Loir-et-Cher -  Blocus à Augustin-Thierry : les lycéens veulent se faire entendre 09/04/2009   19:23

 
Ce matin à l'aube, dès 5 h du matin, un groupe de lycéens d'Augustin-Thierry a rassemblé les forces matinales pour s'atteler à mettre en place une action de poids : chaînes, cadenas, palettes, etc. : le blocus du lycée blésois était lancé pour 12 h minimum (il pourrait être reconduit). Au chapitre des revendications : les 77 h de cours supprimés, soit 6 postes de profs en moins dans leur lycée ; le regroupement de deux classes STI en une : classe surchargée ; la réforme Darcos dont ils ne veulent pas qu'elle soit juste repoussée mais réclament sa suppression pure et simple. Quant à la consultation sur « Le lycée de demain », ils craignent qu'elle ne finisse au fond d'un tiroir. « Nous tenons à notre éducation, il nous faut la défendre » !

NR


Blocus reconduit le 10 avril.

NR 11 avril 2009

Blocus à Augustin-Thierry : “ On a égalé le CPE ”

Photo: Chaînes, cadenas, palettes, les 12 entrées du lycée blésois Augustin-Thierry étaient bloquées hier matin, pour le deuxième jour consécutif.

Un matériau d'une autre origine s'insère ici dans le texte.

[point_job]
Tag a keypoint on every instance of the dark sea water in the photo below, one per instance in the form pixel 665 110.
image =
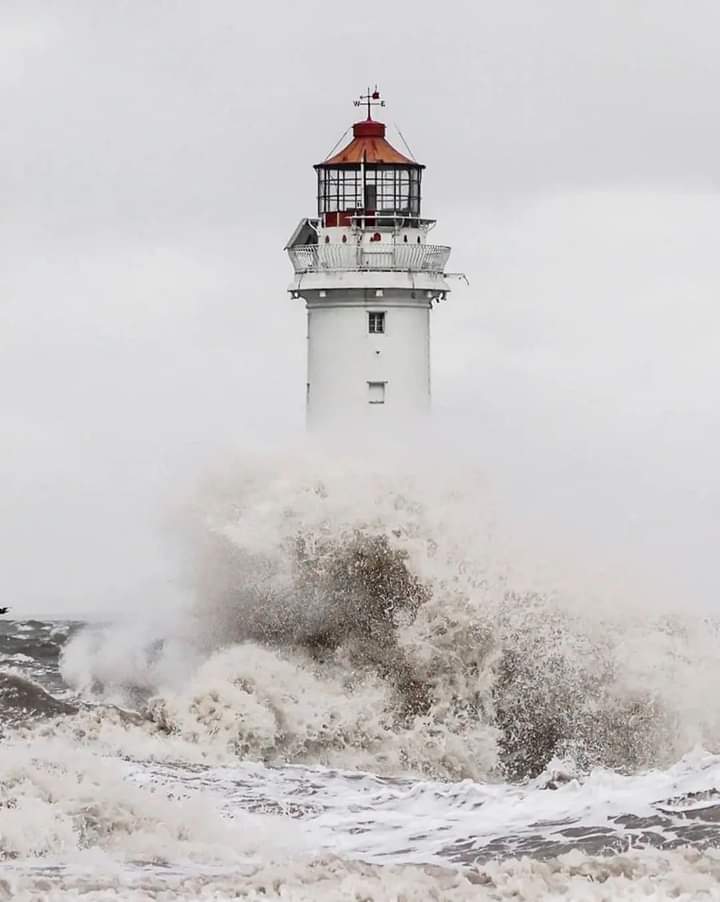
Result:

Hier matin, les lycéens d'Augustin-Thierry entamaient leur deuxième jour de blocus de l'établissement blésois : “ Nous voulons sauver notre éducation ”.
 
Cela semblait surhumain de bloquer Augustin-Thierry, lycée symbolique à Blois. Et là, on a égalé la mobilisation contre le CPE, où le blocus avait duré deux jours, annonce Damien Riotton-Roux, l'un des initiateurs de ce mouvement lycéen. Remontés, ils le sont pour plusieurs revendications locales (lire NR d'hier vendredi) et notamment les 77 heures de cours en moins (six postes impactés), le regroupement des deux classes STI en une seule (qui deviendrait surchargée), mais aussi contre la réforme Darcos, qu'ils veulent voir non pas repoussée mais supprimée. Sans compter l'enquête sur « le lycée de demain » dont ils craignent qu'elle ne finisse au placard.
 
“ On ne
marchande pas
l'éducation ”
 
Tout en restant fermement attachés à leur éducation : « Nous sommes prêts à sacrifier deux jours de cours pour éveiller les consciences, trouver une sorte d'espoir. Mais nous ne voulons pas négocier : on veut récupérer toutes les heures supprimées, pas une par-ci par-là. Nous ne sommes pas marchands de tapis et on ne marchande pas l'éducation », poursuit-il avec son camarade Kevin Santos, également en terminale L.
Le blocus d'hier matin a été voté dès jeudi soir par une petite centaine de lycéens, dont 70 ont approuvé l'action, 5 étaient contre et 20 se sont abstenus. « Nous trois avons voté contre, nous voulions rester sur le blocus réussi de la veille. Mais nous suivons la majorité et on s'est fixé un objectif, on ira au bout », reprend Gaston, le troisième comparse.
Si les professeurs ont pu parler de ces revendications avec l'académie, les lycéens, eux, sont allés en discuter avec leur proviseur, M. Deroubaix (1) et son adjointe Mme Pioffet, dès 8 h 30. « Une discussion houleuse et pas vraiment constructive, rapportent-ils, dans laquelle il nous a précisé ne pas vouloir politiser la chose, ni mettre en péril un concours accueilli au lycée la semaine prochaine. Quant au rapprochement des deux classes, il affirme vouloir la repousser au maximum. Mais cela résistera-t-il à la pression administrative ? »
Le week-end pascal sonnera-t-il la fin de ce mouvement ou l'amplifiera-t-il ? Réponse mardi.

(1) Le proviseur n'a pu être joint par notre rédaction hier.